Под прикусом прежде зелёная кожица сменила цвет на рыхлый красный — остатки быстро распались в ладони и на языке.
Поэтому, он всегда спешил проглотить кусок.
— Кислое? — спросила Смерть.
— И сладкое, — Жизнь облизнул влажные от сока губы, — Смотрите! — указав на что-то в муравьиной карусели полков, он поддался всем телом вперёд.
— Ваше Святейшество! — официальность обращения незримой рукой отдёрнуло Жизнь и заставляет с хрустом смять корзину.
— Пруссы, — пристыженно объяснил Жизнь, — Они здесь.
О, как он хотел оказаться здесь раньше, застать первые выстрелы — увидеть, спущенную с поводка Свору.
— Подмога, — заключила Смерть.
— Всё закончилось, — в стыдливом восхищении Жизнь приподнялся — будь он псом, то завилял бы хвостом, — Они убегают!
Ни он, ни Смерть не имели власти над полем битвы, они могли только смотреть — там правили другие.
— Так быстро — какая жалость, — протянула Смерть, — Хозяин должен быть доволен работой Своры.
— Я бы хотел с ним встретиться, — жадный вдох, — Посмотреть ближе — мы могли бы разыграть партию в шахматы, — дыхание Жизни сбилось.
Опьянённый солдатской жатвой, он часто забывался.
Расходился подобно рвущей французов стае.
— «Так не должно быть», — подумала Смерть, но сказала: — Уговор, ваше святейшество, уговор.
— Я, — Жизнь уронил подбородок на грудь, — Почему им позволено, чем я, — ребячество.
Короткое.
Закончившееся пощёчиной.
— Ваше Святейшество? — Смерти пришлось перехватить запястье Жизни.

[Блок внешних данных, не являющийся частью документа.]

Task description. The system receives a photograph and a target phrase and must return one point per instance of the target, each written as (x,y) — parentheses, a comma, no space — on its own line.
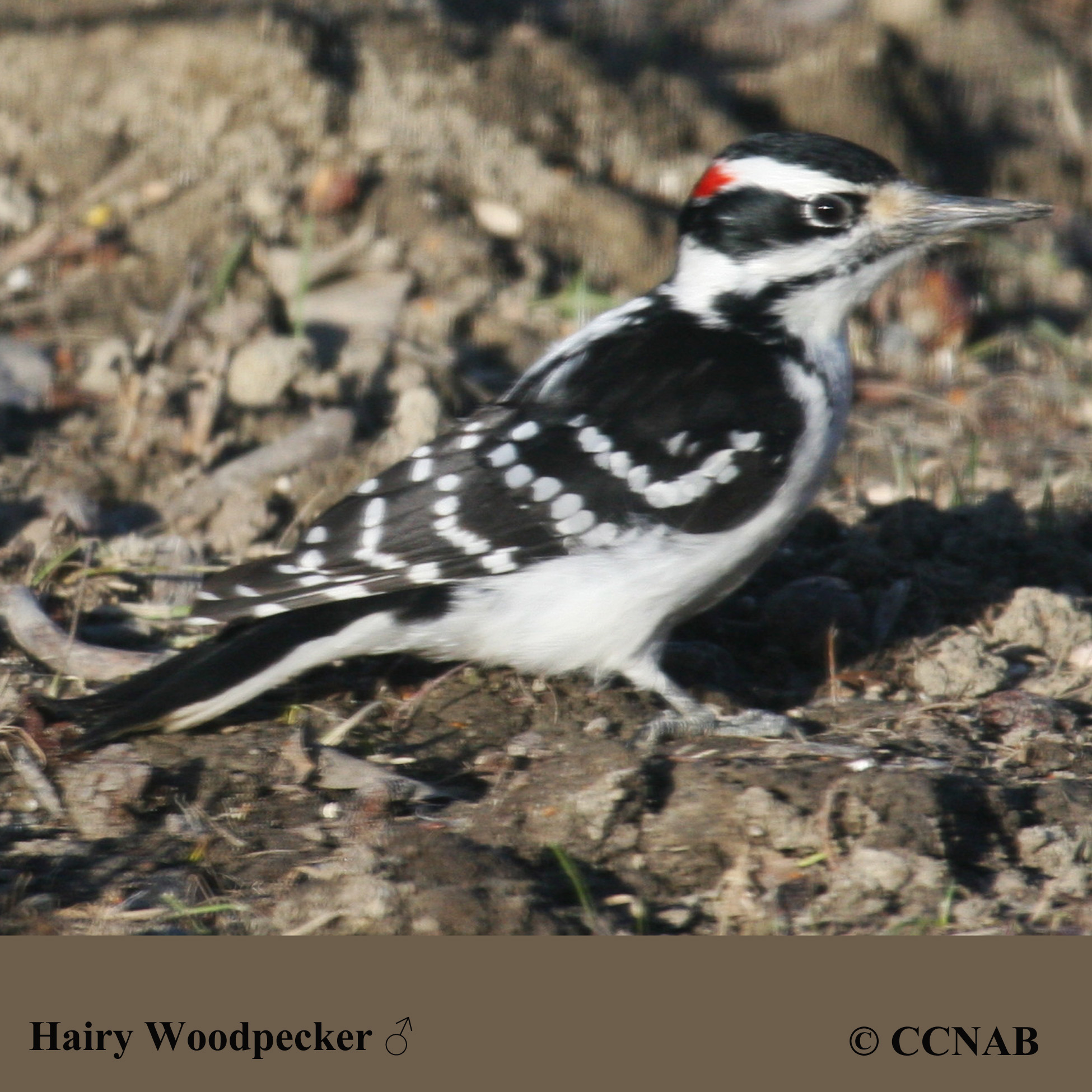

— Я в порядке, — потемневшие жилки проступили на красном пятне, — Полагаю, пикник окончен, — Жизнь натянуто улыбнулся.
— В следующий раз? — спросила Смерть.
Они никогда не доходили до чая.
— В следующий раз, — Жизнь недолго смотрел на Смерть.
Не выдержал — повернулся, к неразличимой в красно-синем-белом месиве Своре.